A study completed by Sustainalytics, a research firm that focuses on topics tied to socially responsible investing, has spotlighted risks with tech companies that most Americans use in their daily lives.
Those risks are tied to how tech companies use and protect data. Investors have been slow to appreciate the risks and slow to quantify the cost to adhere to national and international data security laws and the litigation cost when a violation occurs.
The risk levels differ based on two variables — richness of data and strength of privacy management.
It used to be thought that the extent of your personal data was your name, date of birth, and social security number. Now we know that because of our large digital footprint on the web with social media, e-commerce and cloud storage, everything about us is now able to be taken or at the least mis-used by companies with weak privacy policies.

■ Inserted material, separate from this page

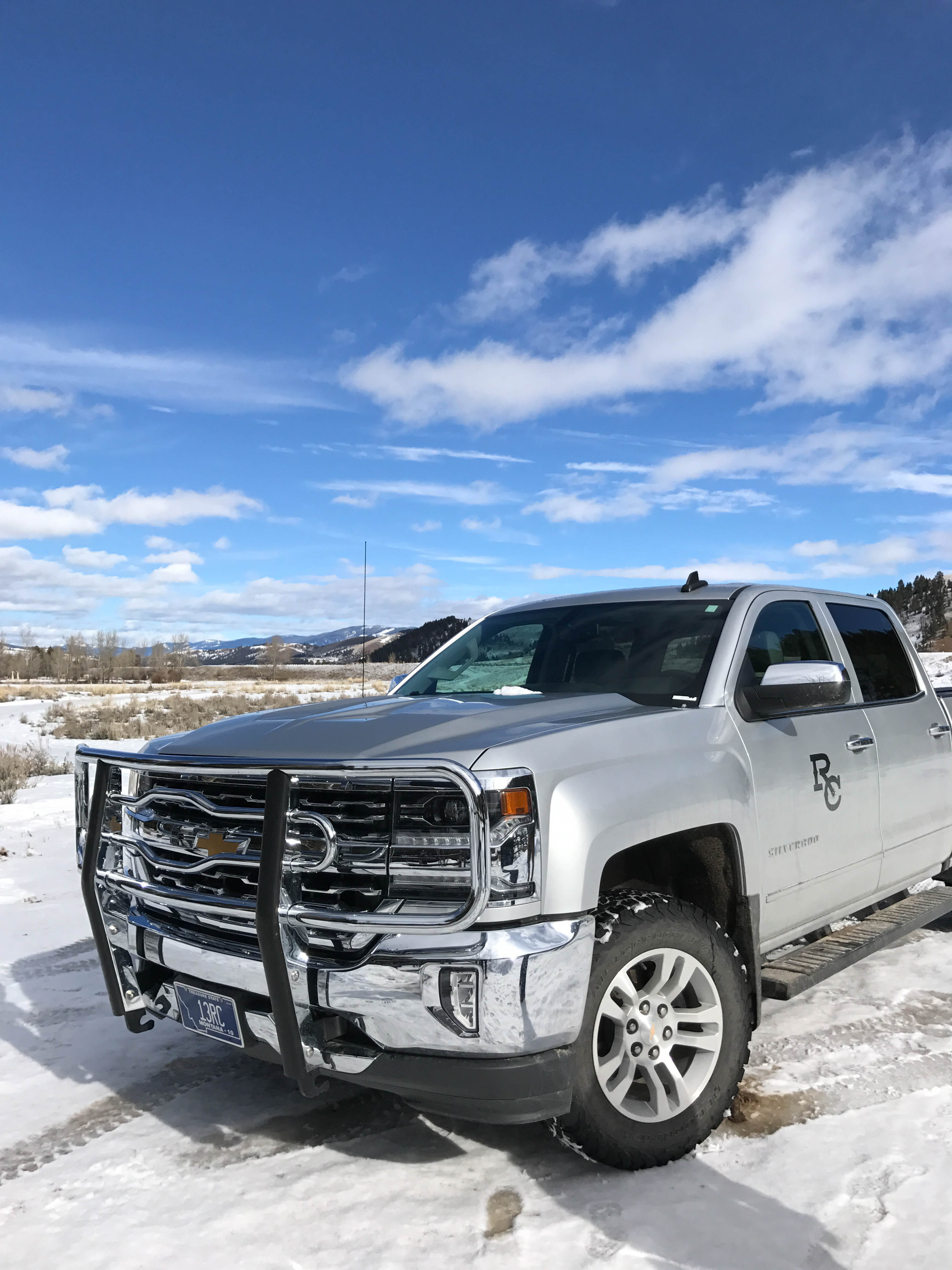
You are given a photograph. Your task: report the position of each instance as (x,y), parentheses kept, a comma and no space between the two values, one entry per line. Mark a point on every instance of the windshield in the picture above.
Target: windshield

Data taken from our iPhone and Android phones can show GPS on where we go, photos and videos, what we like and buy, and who are our friends. This data has now filled in most of the identity gaps of each one of us.
A great example of data breach and misuse is the presidential election of 2016. The exposure of two difference types of Facebook breaches have greatly affected our awareness of how our personal information can be used to influence our decisions.

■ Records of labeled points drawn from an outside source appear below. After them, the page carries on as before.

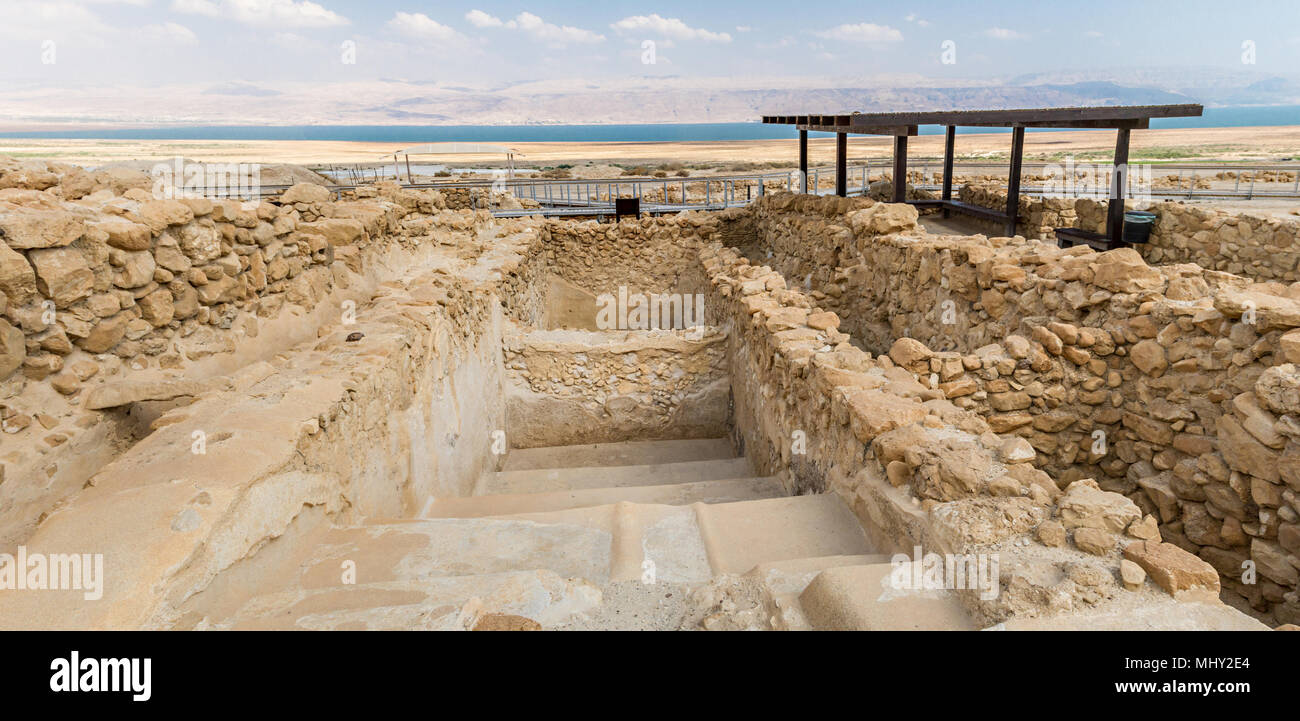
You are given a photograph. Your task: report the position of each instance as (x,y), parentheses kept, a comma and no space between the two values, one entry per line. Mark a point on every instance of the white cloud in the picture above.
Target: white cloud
(668,27)
(52,20)
(862,33)
(169,33)
(196,7)
(277,13)
(1002,34)
(480,18)
(553,34)
(419,25)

The first breach was the hacking of the Democratic National Committee by Russian operatives and then leaking the stolen information via ad placement in Facebook by as many as 36,746 fake accounts to as many as 126 million people.

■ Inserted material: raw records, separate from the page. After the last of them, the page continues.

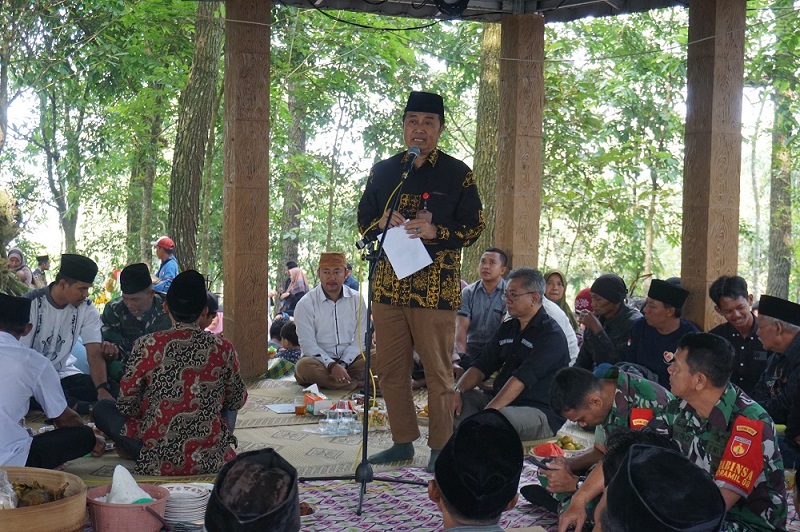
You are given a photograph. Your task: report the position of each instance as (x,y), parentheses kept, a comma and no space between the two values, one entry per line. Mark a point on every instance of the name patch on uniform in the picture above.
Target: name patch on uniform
(640,417)
(743,460)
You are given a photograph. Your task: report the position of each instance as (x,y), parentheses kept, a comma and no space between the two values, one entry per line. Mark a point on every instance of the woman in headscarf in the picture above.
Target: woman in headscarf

The second breach was a misrepresentation by an employee of Cambridge Analytica who harvested over 50 million user’s data and their friend’s data from Facebook without their permission under the guise of academic research.
Cambridge Analytica was Donald Trump’s data operations center for his 2016 presidential campaign.
According to Sustainalytics, of the seven stocks analyzed (Facebook, Amazon, Apple, Netflix, Google/Alphabet, Twitter and Microsoft), Amazon and Facebook showed the most risk, based on rich data usage and weak privacy management.
The study found Apple and Netflix to have the best risk exposure based on both companies not profiting from advertising, and Apple’s strong privacy management.
Although they have low risk exposure, Netflix’s privacy management was noted as weak, based on its disclosed policy.
There is a large adjustment coming with the way our tech firms handle our personal information due to new and proposed privacy laws. That adjustment will alter the profitability of many technology companies.
Companies that stay ahead of the curve in successfully protecting our privacy will increasingly be recognized by investors as a business worthy of their investment dollars.